This is a terrible idea.
First of all, government should not be in the business of modifying the terms of private contracts. The enforceability of contracts is one of the linchpins of our economy and of the faith in it that has kept it strong and that will restore that strength in the future.
Second of all, it establishes a colossal moral hazard. Those in risk of foreclosure are in one or more of three situations:
- They were misled by the institution that sold them their home. We already have criminal and civil justice systems for resolving this kind of conflict.
- They purchased a home they couldn't afford. They may have known that up front, or there may have been a life change or job loss that caused a crisis, but in any case this situation is not unique to the present circumstances. We have the bankruptcy process to resolve these problems.
- They took out a variable-rate loan, and the rate floated at a time when they were unable to refinance. The technical term for this is "getting caught with your pants down." I'm not sorry for you.
The reason that the government wants to keep people in their homes, of course, is not just because it wants grateful voters. It is concerned that a glut of foreclosures will depress neighborhoods nationwide. Needless to say, I have my own solution to offer humbly to you. It follows the same principles as the wider financial recovery plan:
- Stabilize the financial system by injecting cash and stopping the free-fall.

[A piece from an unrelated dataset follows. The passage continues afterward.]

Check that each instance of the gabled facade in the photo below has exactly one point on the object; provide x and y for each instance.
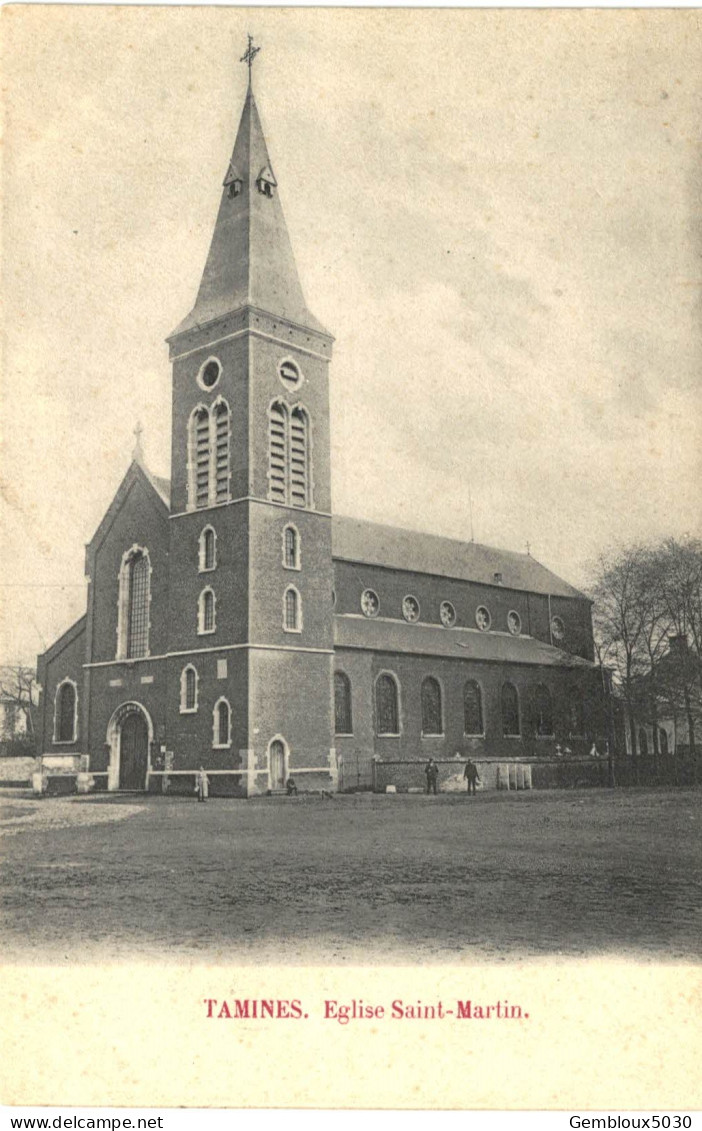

- Use taxpayer money to purchase equity in the hopes of recouping that money.
- Don't bail out people who made bad decisions; wipe them out.
Suppose Todd and Sarah are behind on their home payments. If they and their bank are unable to come to a modified loan agreement that will keep them out of foreclosure, the government -- at the consent of both parties -- could step in and purchase the home at its current market value. The homeowners lose something: ownership of that home. The bank loses something: it must accept the current market value of that home as payment in full for the debt. But it also gains: it doesn't take ownership of the home either, so it doesn't have to figure out how to unload it again. And because it receives either cash up front or government bonds, it doesn't have to worry about a second default.
The former homeowners also gain something: they are allowed to stay in their home. In return, they pay the government rent in the amount of their previous monthly mortgage payment, as of just before they started to fall behind.
The government would hold the property at least until the value of the home has increased, such that a sale would recoup the taxpayers' money, perhaps with the addition of some minimal amount of interest. At any point after that, the original homeowners, if they are still tenants, would have the ability to purchase the home back again at whatever its market value is at that time. If at any point those first tenants move out, or after some additional period of time has elapsed, the government would be allowed to sell the property to any buyer -- again, at fair market value.
If there's to be a bail-out of any kind, I believe this system has several things going for it: Lendors are able to unload toxic assets and recoup at least a portion of the money owed them. Homeowners are allowed to stay in their homes and avoid bankruptcy. And taxpayers get to invest their money in something that will pay them back, while still feeling good about helping their neighbors. And as important as any of these reasons: it doesn't reward either homeowners or banks for bad or foolish behavior.
You're letting the happy-spending-home-buyer of too easy. Oh and what's the existing conservative home owner to do? Just contribute in the hat?
ReplyDeleteWell, my first choice is no bail-out of any kind. The conservative home-buyer (or home-renter, as the case may be) shouldn't be asked to pay anything.
ReplyDeleteBut if there is to be a bail-out, I think my plan gives the conservative home-buyer more, and the profligate one less, than the other options.
The only bone I throw the reckless homeowner in my plan is to be first in line to rent -- and later buy back -- the home they live in now. But they don't get a price break on those things. A mortgage-worth of rent every month won't save them any money, and they have to pay full market rate if they want to buy the property back. It's sort of like giving someone the option to pawn their house to avoid bankruptcy.
The one I'm really doing a favor is the lender: they get the same amount of money as if the borrower defaulted, but they get it sooner without having to hold the house or do the work to flip it. But the government -- and by extension taxpayers -- will in the end get paid for providing this service.